Cependant, l'anesthésie de contact est moins douloureuse et induit moins
de complications (chemosis prolongé ou hémorragie sous conjonctivale
notamment).
Des lésions
irréversibles sous vigabatrin (Acta Ophthalmol. Scand. 2003
; 81(5) : 466-73, L. Frisen et al.) www.blackwell-synergy.com
Le vigabatrin est réservé à certaines formes d'épilepsie
et induit fréquemment des anomalies du champ visuel (chez un tiers des
patients après quelques mois ou années de traitement). La profondeur
des déficits est variable, mais ils peuvent être sévères
et invalidants. A partir d'une analyse rétrospective menée chez
25 sujets traités (photos du fond d'oeil, champ visuel cinétique),
les auteurs décrivent une forme d'atrophie des fibres optiques et proposent
un modèle physiopathogénique. Dans plus de huit cas sur dix, une
atrophie diffuse et discrète de la couche des fibres rétiniennes
a été observée, dont l'intensité était corrélée
aux déficits campimétriques et à la dose cumulée
de vigabatrin ; des résultats qui illustrent le caractère
irréversible des effets toxiques du vigabatrin. Les photos de fond d'oeil
pourraient participer activement à la surveillance des patients traités.
La myopie,
cette inconnue (Acta ophthalmol.
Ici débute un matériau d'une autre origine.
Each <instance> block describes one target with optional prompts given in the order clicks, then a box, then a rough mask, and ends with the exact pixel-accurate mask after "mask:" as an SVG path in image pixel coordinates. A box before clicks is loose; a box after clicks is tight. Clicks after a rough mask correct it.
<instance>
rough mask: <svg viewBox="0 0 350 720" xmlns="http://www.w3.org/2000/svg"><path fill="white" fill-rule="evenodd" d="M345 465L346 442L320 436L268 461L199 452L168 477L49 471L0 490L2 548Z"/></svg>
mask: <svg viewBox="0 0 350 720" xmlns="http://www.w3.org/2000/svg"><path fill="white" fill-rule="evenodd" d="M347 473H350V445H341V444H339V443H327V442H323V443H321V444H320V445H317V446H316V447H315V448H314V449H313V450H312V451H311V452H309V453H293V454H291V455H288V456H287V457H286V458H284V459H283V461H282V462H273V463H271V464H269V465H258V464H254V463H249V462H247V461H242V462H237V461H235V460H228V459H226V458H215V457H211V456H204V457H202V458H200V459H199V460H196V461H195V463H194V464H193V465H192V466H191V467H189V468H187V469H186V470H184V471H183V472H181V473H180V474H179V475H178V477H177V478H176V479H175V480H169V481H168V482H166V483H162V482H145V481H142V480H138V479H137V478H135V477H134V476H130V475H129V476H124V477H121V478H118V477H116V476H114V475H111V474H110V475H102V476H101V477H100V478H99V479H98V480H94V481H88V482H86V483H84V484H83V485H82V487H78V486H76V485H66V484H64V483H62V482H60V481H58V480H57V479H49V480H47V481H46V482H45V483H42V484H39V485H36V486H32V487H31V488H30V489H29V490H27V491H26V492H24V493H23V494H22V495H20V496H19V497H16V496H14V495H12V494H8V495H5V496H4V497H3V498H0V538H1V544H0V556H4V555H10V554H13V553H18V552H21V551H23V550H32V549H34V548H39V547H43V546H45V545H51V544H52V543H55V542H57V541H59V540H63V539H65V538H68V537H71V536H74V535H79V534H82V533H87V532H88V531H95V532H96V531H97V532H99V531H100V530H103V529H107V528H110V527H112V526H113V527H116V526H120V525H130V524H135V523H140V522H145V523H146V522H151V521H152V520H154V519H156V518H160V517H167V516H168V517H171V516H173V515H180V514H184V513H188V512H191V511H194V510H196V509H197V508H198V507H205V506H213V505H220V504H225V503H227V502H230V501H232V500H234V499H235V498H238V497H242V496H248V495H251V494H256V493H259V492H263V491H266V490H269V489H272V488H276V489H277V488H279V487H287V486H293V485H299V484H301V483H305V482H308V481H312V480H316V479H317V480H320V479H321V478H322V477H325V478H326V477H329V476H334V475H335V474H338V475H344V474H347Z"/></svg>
Scand. 2003 ; 81(5) : 431-6, E. Golschmidt)
www.blackwell-synergy.com
Les causes de la myopie font encore à l'heure actuelle l'objet d'études.
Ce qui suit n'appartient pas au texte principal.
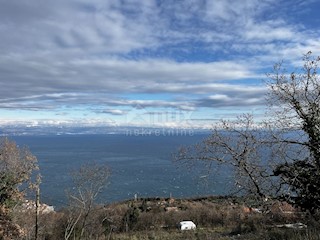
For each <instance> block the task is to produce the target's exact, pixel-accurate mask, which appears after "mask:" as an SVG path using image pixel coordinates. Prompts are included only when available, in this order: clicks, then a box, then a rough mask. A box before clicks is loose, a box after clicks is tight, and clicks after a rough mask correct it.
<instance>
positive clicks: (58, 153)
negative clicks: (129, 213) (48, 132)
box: [10, 133, 232, 208]
mask: <svg viewBox="0 0 320 240" xmlns="http://www.w3.org/2000/svg"><path fill="white" fill-rule="evenodd" d="M207 136H208V134H207V133H199V134H192V135H191V134H190V135H188V134H187V135H161V134H150V135H149V134H148V135H126V134H79V135H68V134H62V135H39V136H37V135H32V136H12V137H10V139H12V140H14V141H15V142H16V143H17V144H18V145H19V146H27V147H28V148H29V149H30V151H31V152H32V154H33V155H35V156H36V157H37V159H38V164H39V167H40V173H41V175H42V183H41V201H42V202H44V203H46V204H49V205H53V206H55V207H56V208H61V207H65V206H67V205H68V200H67V197H66V192H67V191H68V189H72V188H73V187H74V186H73V184H72V180H71V176H70V173H71V172H72V171H75V170H77V169H79V167H80V166H81V165H84V164H88V163H90V162H94V163H96V164H106V165H107V166H108V167H109V168H110V170H111V175H110V177H109V179H108V184H107V186H106V188H104V189H103V191H102V192H101V193H100V195H99V197H98V199H97V201H98V202H100V203H104V204H107V203H112V202H118V201H123V200H128V199H133V198H135V197H173V198H193V197H200V196H201V197H202V196H209V195H210V196H211V195H224V194H228V192H229V189H230V187H231V185H232V177H231V174H230V173H229V172H228V171H227V170H225V169H221V168H218V167H217V168H216V170H215V166H213V168H214V169H213V171H207V170H208V169H207V167H206V166H203V165H201V164H200V163H197V162H193V163H192V164H185V163H182V162H179V161H178V162H177V161H175V160H174V158H173V155H174V154H176V153H177V152H178V150H179V148H180V147H181V146H190V145H193V144H196V143H199V142H201V140H203V139H204V138H205V137H207ZM217 169H219V170H217Z"/></svg>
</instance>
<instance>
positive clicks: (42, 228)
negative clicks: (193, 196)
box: [16, 197, 320, 240]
Amétropie d'origine multifactorielle, elle est influencée par
des facteurs génétiques et environnementaux. Le rôle de
la lecture a notamment été évoqué. Sur le plan épidémiologique,
la littérature indique que la myopie est rare avant l'âge scolaire
puis que sa prévalence augmente régulièrement en cours
de scolarisation pour culminer au moment des études universitaires. Aucune
des mesures qui ont pu être prises pour tenter de réduire l'apparition
des myopies chez l'enfant n'ont jusque là porté leurs fruits (pauses
au cours du travail, exercices oculomoteurs destinés à relaxer
l'accommodation...). Les auteurs n'excluent cependant pas l'effet bénéfique
potentiel d'autres mesures, telles que l'amélioration de l'éclairage
ou la pratique d'un sport (...). Souhaitant des recherches complémentaires,
ils soulignent néanmoins la difficulté de mettre en place des
protocoles appropriés.
Cataracte
: les corticoïdes inhalés en cause (Br. J. Ophthalmol.
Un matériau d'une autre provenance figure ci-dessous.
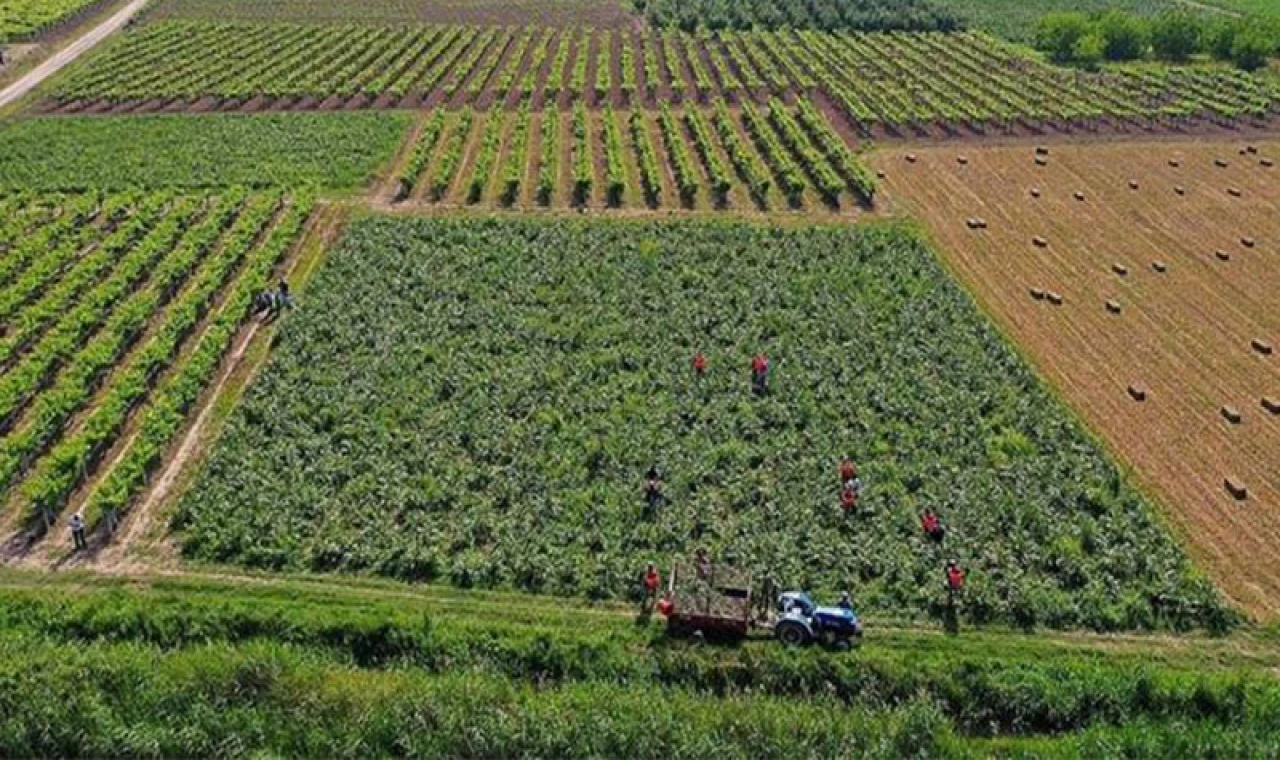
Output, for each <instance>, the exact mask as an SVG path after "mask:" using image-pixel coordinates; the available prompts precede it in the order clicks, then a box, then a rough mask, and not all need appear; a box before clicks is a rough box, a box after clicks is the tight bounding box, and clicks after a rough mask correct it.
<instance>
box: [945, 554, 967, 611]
mask: <svg viewBox="0 0 1280 760" xmlns="http://www.w3.org/2000/svg"><path fill="white" fill-rule="evenodd" d="M961 591H964V571H963V569H961V568H960V566H959V564H956V560H954V559H950V560H947V596H948V598H950V600H951V601H952V603H955V599H956V594H960V592H961Z"/></svg>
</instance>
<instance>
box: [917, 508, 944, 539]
mask: <svg viewBox="0 0 1280 760" xmlns="http://www.w3.org/2000/svg"><path fill="white" fill-rule="evenodd" d="M920 527H922V528H923V530H924V535H925V536H928V537H931V539H933V540H934V541H937V542H941V541H942V539H943V535H945V531H943V530H942V521H940V519H938V516H937V513H934V512H933V509H931V508H928V507H925V508H924V514H922V516H920Z"/></svg>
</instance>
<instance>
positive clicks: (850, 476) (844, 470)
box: [840, 457, 858, 485]
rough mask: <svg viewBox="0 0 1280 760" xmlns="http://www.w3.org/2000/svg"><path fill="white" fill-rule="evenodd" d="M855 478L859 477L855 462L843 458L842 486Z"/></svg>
mask: <svg viewBox="0 0 1280 760" xmlns="http://www.w3.org/2000/svg"><path fill="white" fill-rule="evenodd" d="M855 477H858V467H856V466H855V464H854V461H852V459H850V458H849V457H842V458H841V459H840V485H845V484H846V482H849V481H851V480H854V479H855Z"/></svg>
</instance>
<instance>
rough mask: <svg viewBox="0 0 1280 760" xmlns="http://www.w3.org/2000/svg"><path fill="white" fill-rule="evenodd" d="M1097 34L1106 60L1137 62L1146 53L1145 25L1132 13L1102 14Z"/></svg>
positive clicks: (1145, 35)
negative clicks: (1130, 61) (1100, 39)
mask: <svg viewBox="0 0 1280 760" xmlns="http://www.w3.org/2000/svg"><path fill="white" fill-rule="evenodd" d="M1098 33H1100V35H1101V36H1102V41H1103V49H1102V55H1103V58H1106V59H1107V60H1137V59H1139V58H1142V56H1143V54H1144V52H1147V24H1146V22H1144V20H1143V19H1140V18H1138V17H1137V15H1133V14H1132V13H1123V12H1119V10H1108V12H1107V13H1105V14H1102V17H1101V18H1100V19H1098Z"/></svg>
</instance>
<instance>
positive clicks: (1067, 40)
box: [1036, 13, 1092, 63]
2003 ; 87(10) : 1247-51, L. Smeeth et al.) http://bjo.bmjjournals.com liam.smeeth@lshtm.ac.uk
La corticothérapie par voie générale fait partie des facteurs
capables d'induire le développement d'une cataracte. Afin de déterminer
s'il en allait de même pour les traitements corticoïdes inhalés,
une étude de grande ampleur a été mise en place. Deux populations
de 15479 sujets (appariés en âge, sexe, mode de vie et durée
de suivi) ont été comparées quand à leur consommation
de corticoïdes, l'une étant constituée de personnes atteintes
de cataracte et l'autre de sujets indemnes. Selon l'analyse des résultats,
de fortes doses et une longue durée d'exposition aux corticoïdes
inhalés s'accompagnent d'un risque accru de cataracte. Les auteurs, qui
conseillent de ne prescrire que la posologie minimale efficace capable de contrôler
la maladie des voies aériennes, appellent à une meilleure diffusion
de ces informations. Des données qui devraient notamment intéresser
les généralistes, les ORL et les pneumologues.